Tom iyi bir bebek bakıcısı, değil mi?

- Tom said he needed to find another babysitter.
- Tom said that he needed to find another babysitter.

Tom başka bir bebek bakıcısı bulması gerektiğini söyledi.

- Tom thought Mary would be a good babysitter.
- Tom thought that Mary would be a good babysitter.

Tom Mary'nin iyi bir bebek bakıcısı olacağını düşündü.

Mother asked the babysitter to watch the children.

Anne bebek-bakıcısından çocukları gözlemesini rica etti.

I heard you were looking for a babysitter.

Bir bebek bakıcısı aradığınızı duydum.

Tom can't find a babysitter for Friday night.

Tom Cuma gecesi için bir bebek bakıcısı bulamıyor.

Tom can't find a babysitter for Monday night.

Tom pazartesi gecesi için bebek bakıcısı bulamıyor.

I need to find a babysitter for tonight.

Bu gece için bir bebek bakıcısı bulmam gerek.

The babysitter tried to sing the baby to sleep.

Çocuk bakıcısı bebeği şarkı söyleyerek uyutmaya çalıştı.

I think we need to find a new babysitter.

- Yeni bir bakıcı bulmamız gerektiğini düşünüyorum.
- Sanırım yeni bir bebek bakıcısı bulmamız gerekiyor.

Tom told me you were looking for a babysitter.

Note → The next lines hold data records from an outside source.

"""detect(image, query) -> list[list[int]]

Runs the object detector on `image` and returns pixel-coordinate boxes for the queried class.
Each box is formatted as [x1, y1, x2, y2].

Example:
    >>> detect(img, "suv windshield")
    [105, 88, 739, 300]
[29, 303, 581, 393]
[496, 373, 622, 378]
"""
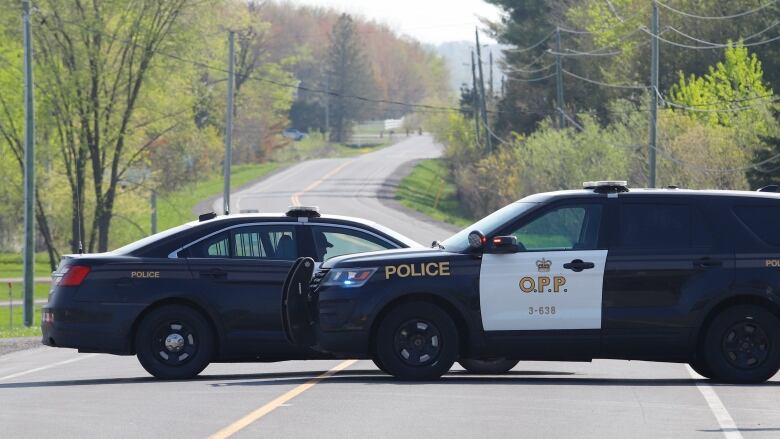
[442, 201, 538, 252]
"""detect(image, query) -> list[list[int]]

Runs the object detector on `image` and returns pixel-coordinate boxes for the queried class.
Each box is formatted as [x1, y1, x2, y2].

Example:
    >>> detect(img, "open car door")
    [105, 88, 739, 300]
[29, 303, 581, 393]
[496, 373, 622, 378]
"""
[282, 258, 315, 347]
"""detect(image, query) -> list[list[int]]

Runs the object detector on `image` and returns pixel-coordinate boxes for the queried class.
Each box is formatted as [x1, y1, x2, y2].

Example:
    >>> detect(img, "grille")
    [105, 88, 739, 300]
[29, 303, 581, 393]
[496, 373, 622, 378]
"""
[309, 269, 330, 291]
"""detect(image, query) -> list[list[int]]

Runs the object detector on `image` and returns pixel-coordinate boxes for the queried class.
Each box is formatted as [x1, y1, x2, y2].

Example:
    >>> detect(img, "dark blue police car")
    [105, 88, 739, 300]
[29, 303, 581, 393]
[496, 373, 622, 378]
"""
[42, 208, 419, 378]
[283, 182, 780, 383]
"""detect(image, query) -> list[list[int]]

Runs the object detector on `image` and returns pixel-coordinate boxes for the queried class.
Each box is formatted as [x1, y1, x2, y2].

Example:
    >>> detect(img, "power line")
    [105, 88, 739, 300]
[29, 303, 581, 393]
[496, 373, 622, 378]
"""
[504, 30, 555, 53]
[561, 69, 650, 90]
[507, 72, 555, 82]
[655, 0, 778, 20]
[35, 14, 488, 113]
[666, 21, 780, 46]
[641, 27, 780, 50]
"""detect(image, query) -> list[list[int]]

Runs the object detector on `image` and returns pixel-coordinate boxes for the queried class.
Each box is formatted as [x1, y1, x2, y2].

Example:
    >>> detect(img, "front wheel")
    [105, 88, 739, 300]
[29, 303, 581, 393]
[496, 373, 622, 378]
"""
[376, 302, 458, 381]
[703, 305, 780, 384]
[458, 358, 519, 375]
[135, 305, 214, 380]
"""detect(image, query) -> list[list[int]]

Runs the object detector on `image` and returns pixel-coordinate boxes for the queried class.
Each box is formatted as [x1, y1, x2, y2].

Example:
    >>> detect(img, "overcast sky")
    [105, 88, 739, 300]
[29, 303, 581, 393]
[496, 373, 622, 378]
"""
[284, 0, 499, 44]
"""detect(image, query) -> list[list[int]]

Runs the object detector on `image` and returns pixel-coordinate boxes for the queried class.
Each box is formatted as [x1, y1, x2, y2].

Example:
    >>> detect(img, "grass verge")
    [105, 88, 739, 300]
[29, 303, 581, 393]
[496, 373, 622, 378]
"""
[395, 159, 474, 227]
[0, 305, 41, 338]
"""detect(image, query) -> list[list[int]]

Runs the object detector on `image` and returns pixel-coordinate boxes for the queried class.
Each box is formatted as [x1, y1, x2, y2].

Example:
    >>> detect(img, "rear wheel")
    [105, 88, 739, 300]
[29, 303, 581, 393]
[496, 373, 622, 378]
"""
[458, 358, 519, 375]
[703, 305, 780, 383]
[376, 302, 458, 381]
[135, 305, 214, 380]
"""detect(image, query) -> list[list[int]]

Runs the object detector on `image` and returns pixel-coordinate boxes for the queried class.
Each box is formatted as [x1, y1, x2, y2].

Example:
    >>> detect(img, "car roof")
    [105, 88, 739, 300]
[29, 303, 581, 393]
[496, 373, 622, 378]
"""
[518, 188, 780, 203]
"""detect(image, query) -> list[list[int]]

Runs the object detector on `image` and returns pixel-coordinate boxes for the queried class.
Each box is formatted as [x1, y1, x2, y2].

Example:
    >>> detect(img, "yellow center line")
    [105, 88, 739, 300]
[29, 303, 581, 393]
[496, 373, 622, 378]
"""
[209, 360, 357, 439]
[290, 160, 352, 206]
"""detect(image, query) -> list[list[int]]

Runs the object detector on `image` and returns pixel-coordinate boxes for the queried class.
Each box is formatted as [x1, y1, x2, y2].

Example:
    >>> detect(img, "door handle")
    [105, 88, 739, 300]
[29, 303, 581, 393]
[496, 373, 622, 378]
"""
[693, 258, 723, 269]
[200, 268, 227, 279]
[563, 259, 596, 273]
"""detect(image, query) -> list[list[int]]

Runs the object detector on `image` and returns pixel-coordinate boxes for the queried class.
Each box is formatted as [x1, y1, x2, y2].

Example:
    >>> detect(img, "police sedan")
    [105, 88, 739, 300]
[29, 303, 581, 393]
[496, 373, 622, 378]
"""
[42, 207, 420, 379]
[283, 182, 780, 383]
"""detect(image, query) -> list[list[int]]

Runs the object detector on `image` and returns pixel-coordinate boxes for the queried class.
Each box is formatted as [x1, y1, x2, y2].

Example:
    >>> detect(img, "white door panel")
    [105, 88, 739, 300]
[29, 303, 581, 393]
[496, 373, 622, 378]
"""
[479, 250, 607, 331]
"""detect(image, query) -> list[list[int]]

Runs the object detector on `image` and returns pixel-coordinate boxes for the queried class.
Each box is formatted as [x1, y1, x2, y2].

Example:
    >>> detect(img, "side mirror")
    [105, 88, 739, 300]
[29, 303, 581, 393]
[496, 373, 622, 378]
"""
[469, 230, 487, 251]
[490, 236, 522, 254]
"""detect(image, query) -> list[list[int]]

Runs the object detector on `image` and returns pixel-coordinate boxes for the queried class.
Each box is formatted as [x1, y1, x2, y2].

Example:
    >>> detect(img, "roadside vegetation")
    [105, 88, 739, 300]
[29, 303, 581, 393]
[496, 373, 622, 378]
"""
[426, 0, 780, 217]
[396, 159, 474, 227]
[0, 0, 449, 272]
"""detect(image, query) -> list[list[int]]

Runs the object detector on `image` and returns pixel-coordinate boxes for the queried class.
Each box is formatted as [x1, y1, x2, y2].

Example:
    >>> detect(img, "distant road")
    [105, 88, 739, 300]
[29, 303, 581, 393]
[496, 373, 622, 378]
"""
[0, 136, 780, 439]
[213, 135, 456, 245]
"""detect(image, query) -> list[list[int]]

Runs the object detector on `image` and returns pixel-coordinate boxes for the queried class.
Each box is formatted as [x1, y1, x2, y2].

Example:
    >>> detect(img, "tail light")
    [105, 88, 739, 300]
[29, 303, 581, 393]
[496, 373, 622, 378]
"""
[58, 265, 90, 287]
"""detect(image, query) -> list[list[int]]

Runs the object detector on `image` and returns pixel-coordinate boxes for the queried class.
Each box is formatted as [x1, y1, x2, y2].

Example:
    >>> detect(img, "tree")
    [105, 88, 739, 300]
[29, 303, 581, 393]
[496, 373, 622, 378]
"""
[326, 14, 374, 142]
[36, 0, 191, 251]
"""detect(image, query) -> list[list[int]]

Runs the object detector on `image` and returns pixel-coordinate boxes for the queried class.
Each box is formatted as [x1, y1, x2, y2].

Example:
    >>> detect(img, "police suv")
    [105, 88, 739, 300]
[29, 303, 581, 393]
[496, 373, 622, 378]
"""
[41, 207, 422, 378]
[282, 182, 780, 383]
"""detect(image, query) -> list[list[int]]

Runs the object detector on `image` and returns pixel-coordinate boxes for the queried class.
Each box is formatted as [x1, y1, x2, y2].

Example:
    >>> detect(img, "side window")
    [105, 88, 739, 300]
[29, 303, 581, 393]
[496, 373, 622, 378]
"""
[231, 226, 298, 261]
[734, 206, 780, 246]
[617, 203, 713, 249]
[312, 226, 398, 262]
[511, 204, 602, 251]
[185, 232, 230, 258]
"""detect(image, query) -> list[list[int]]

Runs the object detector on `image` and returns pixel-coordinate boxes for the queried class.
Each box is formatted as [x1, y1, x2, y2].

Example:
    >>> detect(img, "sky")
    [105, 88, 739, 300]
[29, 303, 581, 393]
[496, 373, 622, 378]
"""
[284, 0, 499, 44]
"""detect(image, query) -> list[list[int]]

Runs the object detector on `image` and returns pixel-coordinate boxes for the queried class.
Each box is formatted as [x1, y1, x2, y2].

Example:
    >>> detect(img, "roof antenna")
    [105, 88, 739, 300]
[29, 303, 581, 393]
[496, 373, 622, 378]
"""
[76, 176, 84, 255]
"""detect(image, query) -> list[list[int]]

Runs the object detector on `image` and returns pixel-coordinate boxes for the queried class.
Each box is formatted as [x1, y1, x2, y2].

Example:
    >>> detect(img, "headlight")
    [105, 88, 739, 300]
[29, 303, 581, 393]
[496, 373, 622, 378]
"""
[321, 268, 376, 288]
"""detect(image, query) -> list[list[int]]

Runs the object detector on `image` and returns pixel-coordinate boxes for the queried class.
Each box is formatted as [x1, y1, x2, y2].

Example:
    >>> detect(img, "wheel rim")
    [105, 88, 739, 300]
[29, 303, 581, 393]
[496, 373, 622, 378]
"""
[393, 319, 442, 367]
[152, 321, 198, 366]
[722, 320, 769, 370]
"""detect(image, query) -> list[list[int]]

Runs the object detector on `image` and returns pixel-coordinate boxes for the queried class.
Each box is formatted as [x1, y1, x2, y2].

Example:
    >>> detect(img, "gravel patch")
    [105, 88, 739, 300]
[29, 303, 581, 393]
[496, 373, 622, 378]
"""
[0, 337, 43, 355]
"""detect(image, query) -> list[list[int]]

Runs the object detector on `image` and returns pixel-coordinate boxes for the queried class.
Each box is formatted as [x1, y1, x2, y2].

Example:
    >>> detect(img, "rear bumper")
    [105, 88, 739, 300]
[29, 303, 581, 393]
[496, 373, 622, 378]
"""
[41, 303, 140, 355]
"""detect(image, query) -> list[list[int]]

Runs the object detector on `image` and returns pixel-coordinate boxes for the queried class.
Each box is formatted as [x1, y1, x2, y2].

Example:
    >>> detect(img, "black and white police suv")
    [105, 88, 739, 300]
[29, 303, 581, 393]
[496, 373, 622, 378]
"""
[41, 208, 421, 378]
[283, 182, 780, 383]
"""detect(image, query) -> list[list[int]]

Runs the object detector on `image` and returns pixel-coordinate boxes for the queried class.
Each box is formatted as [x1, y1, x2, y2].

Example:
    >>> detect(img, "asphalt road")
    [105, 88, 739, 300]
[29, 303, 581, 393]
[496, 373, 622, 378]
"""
[0, 137, 780, 439]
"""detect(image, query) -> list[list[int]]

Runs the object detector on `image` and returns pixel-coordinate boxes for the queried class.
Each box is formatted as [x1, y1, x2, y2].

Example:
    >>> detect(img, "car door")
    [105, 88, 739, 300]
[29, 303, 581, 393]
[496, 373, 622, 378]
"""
[602, 196, 734, 360]
[188, 223, 301, 356]
[479, 200, 607, 358]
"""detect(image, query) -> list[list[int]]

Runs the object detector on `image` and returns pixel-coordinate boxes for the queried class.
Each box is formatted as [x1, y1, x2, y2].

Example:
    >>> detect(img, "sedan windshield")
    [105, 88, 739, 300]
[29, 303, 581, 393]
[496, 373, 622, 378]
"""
[442, 201, 537, 252]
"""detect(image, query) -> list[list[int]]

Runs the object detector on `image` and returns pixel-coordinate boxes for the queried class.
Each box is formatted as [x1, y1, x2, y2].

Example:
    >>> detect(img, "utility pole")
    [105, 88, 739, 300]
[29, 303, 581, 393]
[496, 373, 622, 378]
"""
[325, 72, 330, 140]
[471, 50, 482, 144]
[222, 31, 236, 215]
[488, 50, 495, 100]
[555, 28, 566, 129]
[22, 0, 35, 327]
[474, 29, 493, 153]
[647, 1, 658, 188]
[150, 189, 157, 235]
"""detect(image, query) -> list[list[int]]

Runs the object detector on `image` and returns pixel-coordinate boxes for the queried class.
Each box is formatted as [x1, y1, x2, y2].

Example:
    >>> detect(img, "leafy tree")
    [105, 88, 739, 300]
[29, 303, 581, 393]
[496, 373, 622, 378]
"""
[326, 14, 375, 142]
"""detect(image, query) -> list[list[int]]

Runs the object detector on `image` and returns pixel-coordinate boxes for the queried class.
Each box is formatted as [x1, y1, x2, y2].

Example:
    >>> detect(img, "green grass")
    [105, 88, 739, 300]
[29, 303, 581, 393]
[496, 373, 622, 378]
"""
[396, 159, 474, 227]
[0, 305, 41, 338]
[0, 253, 51, 277]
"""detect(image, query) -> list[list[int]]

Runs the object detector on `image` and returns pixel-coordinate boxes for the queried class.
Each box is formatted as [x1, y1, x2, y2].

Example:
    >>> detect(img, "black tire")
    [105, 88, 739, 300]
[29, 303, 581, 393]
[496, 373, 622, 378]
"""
[703, 305, 780, 384]
[688, 358, 712, 378]
[371, 356, 390, 375]
[135, 305, 215, 380]
[376, 302, 459, 381]
[458, 358, 519, 375]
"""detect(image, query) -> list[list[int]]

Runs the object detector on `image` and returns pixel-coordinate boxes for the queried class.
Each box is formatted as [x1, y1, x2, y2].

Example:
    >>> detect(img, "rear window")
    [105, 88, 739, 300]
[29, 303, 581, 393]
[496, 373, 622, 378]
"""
[619, 203, 713, 249]
[734, 206, 780, 246]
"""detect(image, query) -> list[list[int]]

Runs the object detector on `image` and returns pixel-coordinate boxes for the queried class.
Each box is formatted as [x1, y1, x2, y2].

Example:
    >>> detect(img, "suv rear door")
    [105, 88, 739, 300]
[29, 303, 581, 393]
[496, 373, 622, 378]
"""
[602, 196, 734, 360]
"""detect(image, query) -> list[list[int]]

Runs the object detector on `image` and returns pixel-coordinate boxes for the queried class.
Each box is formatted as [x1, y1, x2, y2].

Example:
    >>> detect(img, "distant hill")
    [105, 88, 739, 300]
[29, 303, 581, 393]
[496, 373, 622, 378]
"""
[435, 41, 503, 94]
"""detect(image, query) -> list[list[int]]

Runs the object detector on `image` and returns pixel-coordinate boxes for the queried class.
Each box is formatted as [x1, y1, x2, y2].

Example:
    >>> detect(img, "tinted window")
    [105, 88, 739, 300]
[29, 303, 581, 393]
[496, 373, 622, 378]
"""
[188, 233, 230, 258]
[511, 204, 601, 251]
[232, 226, 298, 261]
[734, 206, 780, 246]
[312, 226, 398, 262]
[618, 203, 712, 249]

Tom bana bir bebek bakıcısı aradığını söyledi.

Do you still need a babysitter for Monday night?

Pazartesi gecesi için bir çocuk bakıcısına hâlâ ihtiyacın var mı?

Tom offered to help Mary pay for a babysitter.

Tom Mary'ye bakıcıya ödeme yapmasına yardım etmeyi önerdi.

I was your babysitter when you were a kid.

Siz çocukken ben sizin bebek bakıcınızdım.

Mary worked as a babysitter when she was a teenager.

Mary, gençken çocuk bakıcısı olarak çalışmış.

Tom wasn't able to find a babysitter on such short notice.

Tom öylesine kısa sürede bir çocuk bakıcısı bulamadı.

I wasn't able to find a babysitter on such short notice.

Bu kadar kısa sürede bir çocuk bakıcısı bulamadım.

I was lucky that I was able to find a good babysitter.

İyi bir çocuk bakıcısı bulabildiğim için şanslıydım.

She can't go to the party because she doesn't have a babysitter.

O, bir bebek bakıcısı olmadığı için partiye gidemez.

She doesn't have a babysitter, so she can't go to the party.

Onun bir bebek bakıcısı yok, bu yüzden partiye gidemiyor.

Tom asked Mary to stay at home until the babysitter got there.

Tom, çocuk bakıcısı oraya gelinceye kadar, Mary'nin evde kalmasını istedi.

- Tom thought it wasn't a good idea to leave Mary at home without a babysitter.
- Tom thought that it wasn't a good idea to leave Mary at home without a babysitter.

Tom bir çocuk bakıcısı olmadan Mary'yi evde bırakmanın iyi bir fikir olmadığını düşündü.